Skip to main content

Materials Research Institute



Cell-ECM interactions regulate epithelial morphogenesis by controlling the architecture and mechancial properties of actomyosin networks, with Maria Dolores Martin Bermudo, Andaluz de Biología del Desarrollo, Seville, Spain

Image: Maria Dolores Martin Bermudo
Maria Dolores Martin Bermudo

Date: 24 October 2019   Time: 13:00 - 14:00

Maria Dolores Martin Bermudo is visiting Queen Mary to give a seminar this Thursday 24th Oct at 1pm in the Fogg lecture theatre. The talk is entitled "Cell-ECM interactions regulate epithelial morphogenesis by controlling the architecture and mechancial properties of actomyosin networks” and an abstract is below.

All are welcome and we look forward to seeing you there.
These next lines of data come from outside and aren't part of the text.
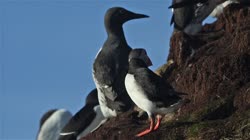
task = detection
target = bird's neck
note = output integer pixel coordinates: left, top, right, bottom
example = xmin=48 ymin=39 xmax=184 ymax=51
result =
xmin=128 ymin=58 xmax=147 ymax=74
xmin=106 ymin=26 xmax=126 ymax=42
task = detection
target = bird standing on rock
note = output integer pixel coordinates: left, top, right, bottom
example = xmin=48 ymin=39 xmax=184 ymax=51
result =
xmin=37 ymin=109 xmax=72 ymax=140
xmin=59 ymin=89 xmax=105 ymax=140
xmin=93 ymin=7 xmax=148 ymax=121
xmin=125 ymin=49 xmax=187 ymax=137
xmin=169 ymin=0 xmax=233 ymax=35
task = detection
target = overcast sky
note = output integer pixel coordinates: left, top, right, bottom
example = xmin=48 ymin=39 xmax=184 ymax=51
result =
xmin=0 ymin=0 xmax=175 ymax=140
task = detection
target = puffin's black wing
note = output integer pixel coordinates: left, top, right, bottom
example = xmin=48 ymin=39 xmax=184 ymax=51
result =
xmin=60 ymin=104 xmax=96 ymax=137
xmin=134 ymin=68 xmax=181 ymax=106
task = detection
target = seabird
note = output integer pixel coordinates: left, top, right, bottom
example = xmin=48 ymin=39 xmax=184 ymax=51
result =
xmin=93 ymin=7 xmax=148 ymax=119
xmin=125 ymin=49 xmax=186 ymax=137
xmin=37 ymin=109 xmax=72 ymax=140
xmin=59 ymin=89 xmax=105 ymax=140
xmin=169 ymin=0 xmax=231 ymax=35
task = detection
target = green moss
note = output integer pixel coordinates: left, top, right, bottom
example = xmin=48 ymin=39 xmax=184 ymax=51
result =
xmin=187 ymin=123 xmax=207 ymax=137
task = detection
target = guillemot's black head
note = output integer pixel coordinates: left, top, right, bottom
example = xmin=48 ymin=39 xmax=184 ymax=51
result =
xmin=85 ymin=89 xmax=99 ymax=105
xmin=104 ymin=7 xmax=149 ymax=32
xmin=128 ymin=48 xmax=152 ymax=67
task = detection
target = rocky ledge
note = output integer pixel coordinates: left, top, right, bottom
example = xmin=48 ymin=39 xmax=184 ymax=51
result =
xmin=82 ymin=4 xmax=250 ymax=140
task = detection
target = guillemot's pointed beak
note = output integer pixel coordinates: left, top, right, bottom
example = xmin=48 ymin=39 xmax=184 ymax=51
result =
xmin=127 ymin=11 xmax=149 ymax=20
xmin=133 ymin=13 xmax=149 ymax=19
xmin=145 ymin=57 xmax=153 ymax=67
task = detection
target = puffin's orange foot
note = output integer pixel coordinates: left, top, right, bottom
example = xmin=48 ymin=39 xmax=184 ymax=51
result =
xmin=136 ymin=117 xmax=154 ymax=137
xmin=154 ymin=115 xmax=162 ymax=130
xmin=136 ymin=129 xmax=153 ymax=137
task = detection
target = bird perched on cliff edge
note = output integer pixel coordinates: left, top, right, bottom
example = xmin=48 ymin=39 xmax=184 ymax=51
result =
xmin=59 ymin=89 xmax=105 ymax=140
xmin=93 ymin=7 xmax=148 ymax=121
xmin=37 ymin=109 xmax=72 ymax=140
xmin=125 ymin=49 xmax=187 ymax=137
xmin=169 ymin=0 xmax=230 ymax=35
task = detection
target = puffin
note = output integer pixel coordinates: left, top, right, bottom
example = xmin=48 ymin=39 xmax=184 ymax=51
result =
xmin=169 ymin=0 xmax=228 ymax=35
xmin=37 ymin=109 xmax=72 ymax=140
xmin=92 ymin=7 xmax=149 ymax=122
xmin=59 ymin=89 xmax=105 ymax=140
xmin=125 ymin=48 xmax=187 ymax=137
Forces generated by the actomyosin cytoskeleton are key contributors to many morphogenetic processes. The actomyosin cytoskeleton organizes in different types of networks depending on intracellular signals and on the way cells interact with each other and with the extracellular matrix (ECM). However, actomyosin networks are not static and transitions between them have been proposed to drive morphogenesis. Still, little is known about the mechanisms that regulate the dynamics of actomyosin networks during morphogenesis. This work uses the Drosophila follicular epithelium, real-time imaging, laser ablation and quantitative analysis to study the role of cell-ECM interactions mediated by integrins in the architecture and maintenance of basal actomyosin networks and its contribution to epithelia morphogenesis. We find distinct integrin requirements for the three types of networks found on the basal surface of follicle cells. Elimination of integrins from follicle cells impairs F-actin recruitment to basal stress fibres and their maintenance. We propose that available F-actin is then incorporated into the cortical cytoskeleton, as we find increased F-actin levels in these basal networks. This reorganization has important consequences for the morphogenesis and homeostasis of this epithelium. Cell autonomously, the rise in cortical F-actin results in increased cortical tension, which restricts growth of the basal surface of mutant cells. Non-cell autonomously, wild type cells contacting mutant ones suffer a dramatic change in their morphology, which includes reorientation of their stress fibres and acquisition of spreading capacity. Altogether, we propose that cell-ECM interactions mediated by integrins regulate epithelia morphogenesis and maintenance by controlling the dynamics and architecture and mechanical properties of the different types of basal actin networks.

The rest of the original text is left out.